リビングホームの特売は昨日で終わっていただろ?」
リビングホームというのは隣町のホームセンターである。
この夫婦は犬と猫の食事はその店で買い揃えることが多い。
「知らないわよ。貴方がチラシ見ていたのなら、自分で買ってくればいいじゃないの」
百合子は夫の夕飯の支度が遅れているのを咎められるのならまだしも、
猫のおやつで指図されたことに苛立った。

「あのね、春夫から今日メールが来ていたの」
「春夫さんから?何で、今頃?」
い、ま、ご、ろ?今更、ではないのか。
百合子は呆気にとられた。
夫がまるで春夫のことを龍彦の大学の先輩からの便りが届いたかのような反応を見せたからだ。

「春夫がスージーを近いうちに引き取りたいって言ってる…」
百合子は夫に春夫がメールに書いてきた近況をかいつまんで話した。
「何だよ、それ。マジかよ。春夫さんはスージーを置いていったんだろう?今更、何言ってるの」
今更、というフレーズがこの時龍彦の口から出たことに百合子は目を見開いて夫の薄い唇を凝視した。
「どうせあの人のことだから、文学賞なんて言っても現実味が無いのだろうけどね。今までだって候補にすら上ったことは無いのだから」
「でもさ、春夫さんの書くもの、俺結構好きだぜ。
猫の話いっぱい書いてるだろ。デビュー作の『湖畔の猫』って新人賞取ったじゃないか。他にも…」
龍彦が春夫の作品を読んでいたことも百合子は知らなかったが、次から次へと猫を題材にした作品を羅列していくことにも驚いた。
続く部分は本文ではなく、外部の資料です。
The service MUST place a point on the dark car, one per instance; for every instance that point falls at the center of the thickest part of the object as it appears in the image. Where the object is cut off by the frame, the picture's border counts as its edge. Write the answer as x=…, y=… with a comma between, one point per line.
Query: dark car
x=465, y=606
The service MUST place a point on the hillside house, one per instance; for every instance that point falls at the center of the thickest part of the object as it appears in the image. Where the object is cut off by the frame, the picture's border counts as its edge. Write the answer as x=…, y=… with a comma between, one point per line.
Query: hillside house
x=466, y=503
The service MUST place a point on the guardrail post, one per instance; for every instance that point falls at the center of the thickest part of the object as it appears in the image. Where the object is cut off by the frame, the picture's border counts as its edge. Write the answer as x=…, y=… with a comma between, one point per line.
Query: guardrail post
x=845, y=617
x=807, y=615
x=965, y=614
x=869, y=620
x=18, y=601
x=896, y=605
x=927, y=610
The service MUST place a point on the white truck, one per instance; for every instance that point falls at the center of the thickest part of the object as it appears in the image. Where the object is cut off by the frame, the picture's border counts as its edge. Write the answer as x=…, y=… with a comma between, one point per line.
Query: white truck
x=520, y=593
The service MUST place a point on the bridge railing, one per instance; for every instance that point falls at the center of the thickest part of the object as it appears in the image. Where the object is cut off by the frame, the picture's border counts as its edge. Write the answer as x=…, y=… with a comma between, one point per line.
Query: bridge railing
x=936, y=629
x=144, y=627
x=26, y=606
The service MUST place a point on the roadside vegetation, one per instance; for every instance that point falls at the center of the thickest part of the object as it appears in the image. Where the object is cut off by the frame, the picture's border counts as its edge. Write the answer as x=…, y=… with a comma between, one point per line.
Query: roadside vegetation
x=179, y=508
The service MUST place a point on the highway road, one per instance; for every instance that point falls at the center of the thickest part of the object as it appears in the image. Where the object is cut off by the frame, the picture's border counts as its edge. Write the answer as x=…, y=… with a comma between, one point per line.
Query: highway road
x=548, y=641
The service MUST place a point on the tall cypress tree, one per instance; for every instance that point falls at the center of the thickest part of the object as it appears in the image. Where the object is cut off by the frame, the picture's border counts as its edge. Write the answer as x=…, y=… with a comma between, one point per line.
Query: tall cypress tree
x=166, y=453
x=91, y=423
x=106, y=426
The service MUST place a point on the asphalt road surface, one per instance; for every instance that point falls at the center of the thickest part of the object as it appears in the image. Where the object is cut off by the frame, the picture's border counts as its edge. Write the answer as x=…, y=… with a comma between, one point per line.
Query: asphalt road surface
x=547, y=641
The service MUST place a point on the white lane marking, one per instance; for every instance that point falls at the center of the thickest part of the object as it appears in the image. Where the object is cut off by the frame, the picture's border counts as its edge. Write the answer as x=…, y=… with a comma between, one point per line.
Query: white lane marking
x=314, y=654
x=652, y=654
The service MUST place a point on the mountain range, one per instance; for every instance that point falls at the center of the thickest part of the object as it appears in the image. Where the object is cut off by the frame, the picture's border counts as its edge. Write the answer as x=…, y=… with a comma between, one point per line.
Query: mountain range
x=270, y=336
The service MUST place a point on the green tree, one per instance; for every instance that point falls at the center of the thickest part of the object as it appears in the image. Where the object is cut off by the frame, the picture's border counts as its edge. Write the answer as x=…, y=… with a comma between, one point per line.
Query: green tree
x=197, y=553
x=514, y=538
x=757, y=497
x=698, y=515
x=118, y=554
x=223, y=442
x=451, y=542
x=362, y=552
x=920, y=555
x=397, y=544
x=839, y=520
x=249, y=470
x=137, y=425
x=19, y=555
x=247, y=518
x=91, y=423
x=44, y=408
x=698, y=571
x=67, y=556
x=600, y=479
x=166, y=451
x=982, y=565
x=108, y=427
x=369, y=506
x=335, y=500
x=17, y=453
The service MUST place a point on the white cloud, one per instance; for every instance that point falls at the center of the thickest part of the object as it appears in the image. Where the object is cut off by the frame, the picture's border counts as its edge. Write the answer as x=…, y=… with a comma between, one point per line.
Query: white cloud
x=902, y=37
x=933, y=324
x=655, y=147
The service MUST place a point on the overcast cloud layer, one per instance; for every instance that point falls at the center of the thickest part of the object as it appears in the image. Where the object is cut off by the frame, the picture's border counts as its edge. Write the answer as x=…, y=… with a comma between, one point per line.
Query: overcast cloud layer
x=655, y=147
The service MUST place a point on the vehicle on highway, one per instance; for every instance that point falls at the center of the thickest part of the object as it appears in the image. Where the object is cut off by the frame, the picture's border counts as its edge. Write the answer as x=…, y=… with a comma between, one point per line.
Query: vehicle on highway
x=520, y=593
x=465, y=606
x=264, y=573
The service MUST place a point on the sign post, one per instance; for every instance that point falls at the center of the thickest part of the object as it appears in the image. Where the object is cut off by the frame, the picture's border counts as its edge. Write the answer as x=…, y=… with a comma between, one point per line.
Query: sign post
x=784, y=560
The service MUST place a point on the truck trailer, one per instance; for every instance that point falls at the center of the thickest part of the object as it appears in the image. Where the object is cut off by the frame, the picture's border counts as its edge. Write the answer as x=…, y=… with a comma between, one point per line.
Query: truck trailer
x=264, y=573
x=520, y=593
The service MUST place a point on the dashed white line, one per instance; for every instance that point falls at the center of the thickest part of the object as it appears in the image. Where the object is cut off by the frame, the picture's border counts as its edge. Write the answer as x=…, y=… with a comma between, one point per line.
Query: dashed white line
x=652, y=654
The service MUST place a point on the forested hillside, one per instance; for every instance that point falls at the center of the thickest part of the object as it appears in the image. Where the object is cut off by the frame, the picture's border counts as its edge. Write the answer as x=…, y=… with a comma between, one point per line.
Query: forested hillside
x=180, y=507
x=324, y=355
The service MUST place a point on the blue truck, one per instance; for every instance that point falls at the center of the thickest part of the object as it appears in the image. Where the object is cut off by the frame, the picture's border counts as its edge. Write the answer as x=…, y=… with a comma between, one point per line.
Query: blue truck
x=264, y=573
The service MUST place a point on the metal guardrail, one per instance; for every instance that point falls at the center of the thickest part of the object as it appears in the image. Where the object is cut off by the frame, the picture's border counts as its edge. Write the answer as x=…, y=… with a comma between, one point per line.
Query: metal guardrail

「春夫さんさ、才能あるよ。もっと売れていいと思うな。その文学賞の話、結構手応えあるんじゃないのか。彼、嘘は言わないだろ」
「作家で嘘つきじゃない人なんかいるもんですか!」
百合子は声を荒げて夫を睨みつけた。
「何怒っているんだよ…」

百合子は我にかえって冷蔵庫のドアを開けながら、手早く作れそうな献立の吟味を始めた。
春夫のメールの前で思ったほど時間をくってしまい、
手の込んだ物を作る気がしない。冷凍庫にトマトソースがあった。
あれとハンバーグの種を解凍して、サラダを添える。
パスタも茹でてバターソースと和える。
フランスパンがあったからガーリックバターで軽くトーストしてトマトソースの残りでブルスケッタ。
キャベツや人参の千切りを入れた簡単なスープ。頂き物のワインがあったっけ…。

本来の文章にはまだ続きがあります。